Producers are bringing more wells online, adding fuel to a glutted market.
There’s so much natural gas flowing from Texas wells that producers are paying customers to take it off their hands. They can blame oil prices.
With crude hovering near a six-month high, the companies extracting it are tapping a stash of wells they drilled but hadn’t completed.
More oil at current prices means more cash. But one hitch is that those wells also produce gas, and right now the US gas market is glutted — thanks to an unseasonably warm winter that crippled demand. Stockpiles are nearly 40% above the five-year average. Pipelines are jammed.
Prices, as a result, have plummeted below zero, falling to about -$2 per million British thermal units this week in West Texas’ Waha hub.
And yet, with West Texas Intermediate above $85 a barrel, producers keep crude flowing even if that means taking a hit on the gas that comes with it.

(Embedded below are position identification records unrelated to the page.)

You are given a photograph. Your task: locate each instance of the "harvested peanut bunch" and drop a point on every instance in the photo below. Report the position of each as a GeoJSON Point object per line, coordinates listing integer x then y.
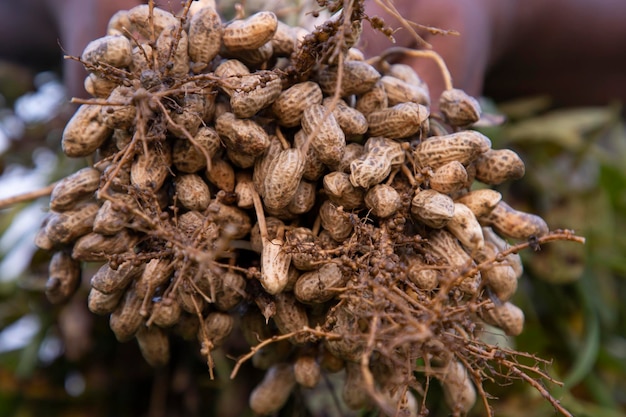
{"type": "Point", "coordinates": [248, 173]}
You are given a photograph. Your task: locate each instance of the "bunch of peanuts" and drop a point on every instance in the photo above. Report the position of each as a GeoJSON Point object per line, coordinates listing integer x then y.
{"type": "Point", "coordinates": [222, 195]}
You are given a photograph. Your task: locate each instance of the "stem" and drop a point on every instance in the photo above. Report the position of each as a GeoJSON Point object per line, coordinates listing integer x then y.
{"type": "Point", "coordinates": [22, 198]}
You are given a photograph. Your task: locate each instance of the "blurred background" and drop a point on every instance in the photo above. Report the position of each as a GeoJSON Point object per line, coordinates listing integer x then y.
{"type": "Point", "coordinates": [63, 360]}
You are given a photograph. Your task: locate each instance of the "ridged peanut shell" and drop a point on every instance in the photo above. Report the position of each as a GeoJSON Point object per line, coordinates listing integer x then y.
{"type": "Point", "coordinates": [499, 165]}
{"type": "Point", "coordinates": [383, 200]}
{"type": "Point", "coordinates": [432, 208]}
{"type": "Point", "coordinates": [463, 146]}
{"type": "Point", "coordinates": [291, 103]}
{"type": "Point", "coordinates": [110, 50]}
{"type": "Point", "coordinates": [400, 121]}
{"type": "Point", "coordinates": [273, 391]}
{"type": "Point", "coordinates": [63, 278]}
{"type": "Point", "coordinates": [84, 132]}
{"type": "Point", "coordinates": [514, 223]}
{"type": "Point", "coordinates": [250, 33]}
{"type": "Point", "coordinates": [205, 35]}
{"type": "Point", "coordinates": [283, 177]}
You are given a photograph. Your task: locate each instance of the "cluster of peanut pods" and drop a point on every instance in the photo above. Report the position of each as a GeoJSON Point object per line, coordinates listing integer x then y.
{"type": "Point", "coordinates": [222, 196]}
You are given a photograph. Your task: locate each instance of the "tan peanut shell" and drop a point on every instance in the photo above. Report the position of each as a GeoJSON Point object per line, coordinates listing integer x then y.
{"type": "Point", "coordinates": [340, 190]}
{"type": "Point", "coordinates": [358, 78]}
{"type": "Point", "coordinates": [216, 327]}
{"type": "Point", "coordinates": [250, 33]}
{"type": "Point", "coordinates": [205, 36]}
{"type": "Point", "coordinates": [94, 247]}
{"type": "Point", "coordinates": [274, 390]}
{"type": "Point", "coordinates": [149, 26]}
{"type": "Point", "coordinates": [114, 215]}
{"type": "Point", "coordinates": [189, 157]}
{"type": "Point", "coordinates": [337, 223]}
{"type": "Point", "coordinates": [383, 200]}
{"type": "Point", "coordinates": [321, 285]}
{"type": "Point", "coordinates": [449, 178]}
{"type": "Point", "coordinates": [292, 102]}
{"type": "Point", "coordinates": [465, 227]}
{"type": "Point", "coordinates": [192, 192]}
{"type": "Point", "coordinates": [463, 146]}
{"type": "Point", "coordinates": [274, 266]}
{"type": "Point", "coordinates": [497, 166]}
{"type": "Point", "coordinates": [303, 199]}
{"type": "Point", "coordinates": [273, 224]}
{"type": "Point", "coordinates": [285, 40]}
{"type": "Point", "coordinates": [63, 277]}
{"type": "Point", "coordinates": [252, 58]}
{"type": "Point", "coordinates": [283, 177]}
{"type": "Point", "coordinates": [230, 290]}
{"type": "Point", "coordinates": [314, 168]}
{"type": "Point", "coordinates": [126, 319]}
{"type": "Point", "coordinates": [84, 132]}
{"type": "Point", "coordinates": [242, 135]}
{"type": "Point", "coordinates": [459, 108]}
{"type": "Point", "coordinates": [324, 133]}
{"type": "Point", "coordinates": [445, 246]}
{"type": "Point", "coordinates": [101, 303]}
{"type": "Point", "coordinates": [372, 100]}
{"type": "Point", "coordinates": [500, 276]}
{"type": "Point", "coordinates": [382, 147]}
{"type": "Point", "coordinates": [98, 86]}
{"type": "Point", "coordinates": [230, 68]}
{"type": "Point", "coordinates": [231, 220]}
{"type": "Point", "coordinates": [254, 92]}
{"type": "Point", "coordinates": [67, 226]}
{"type": "Point", "coordinates": [264, 163]}
{"type": "Point", "coordinates": [353, 151]}
{"type": "Point", "coordinates": [480, 201]}
{"type": "Point", "coordinates": [166, 312]}
{"type": "Point", "coordinates": [221, 174]}
{"type": "Point", "coordinates": [514, 223]}
{"type": "Point", "coordinates": [149, 171]}
{"type": "Point", "coordinates": [171, 50]}
{"type": "Point", "coordinates": [351, 121]}
{"type": "Point", "coordinates": [432, 208]}
{"type": "Point", "coordinates": [113, 50]}
{"type": "Point", "coordinates": [369, 169]}
{"type": "Point", "coordinates": [156, 273]}
{"type": "Point", "coordinates": [291, 316]}
{"type": "Point", "coordinates": [108, 280]}
{"type": "Point", "coordinates": [400, 121]}
{"type": "Point", "coordinates": [244, 188]}
{"type": "Point", "coordinates": [399, 91]}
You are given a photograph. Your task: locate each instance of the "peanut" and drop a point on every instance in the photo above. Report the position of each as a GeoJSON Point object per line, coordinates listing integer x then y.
{"type": "Point", "coordinates": [464, 147]}
{"type": "Point", "coordinates": [291, 103]}
{"type": "Point", "coordinates": [497, 166]}
{"type": "Point", "coordinates": [329, 141]}
{"type": "Point", "coordinates": [250, 33]}
{"type": "Point", "coordinates": [205, 36]}
{"type": "Point", "coordinates": [272, 393]}
{"type": "Point", "coordinates": [84, 132]}
{"type": "Point", "coordinates": [383, 200]}
{"type": "Point", "coordinates": [63, 278]}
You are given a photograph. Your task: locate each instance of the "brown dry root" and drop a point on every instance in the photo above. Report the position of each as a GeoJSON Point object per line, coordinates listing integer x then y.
{"type": "Point", "coordinates": [252, 174]}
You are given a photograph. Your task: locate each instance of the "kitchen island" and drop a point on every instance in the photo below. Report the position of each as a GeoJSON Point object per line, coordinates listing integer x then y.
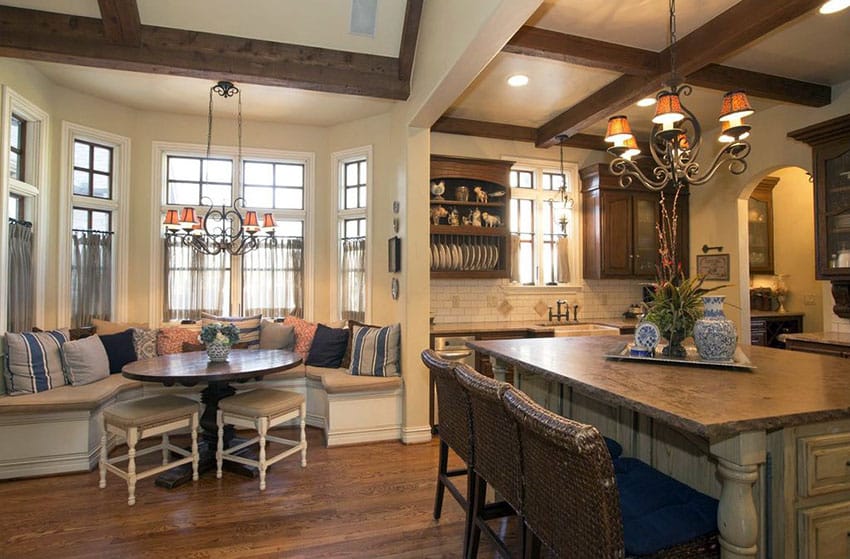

“They’re bringing these drilled, uncompleted wells online because the price of oil is higher,” said Dennis Kissler, senior vice president for trading at BOK Financial Securities Inc. “It’s flooding the market with gas, and you’ve got no demand.”
It will be weeks before the air-conditioning season kicks in for much of the US and revives demand. So gas bulls don’t have much to be excited about in the near term.
If negative prices persist — or deepen — oil companies may rethink whether pumping more crude is worth the cost of paying someone to deal with its byproduct.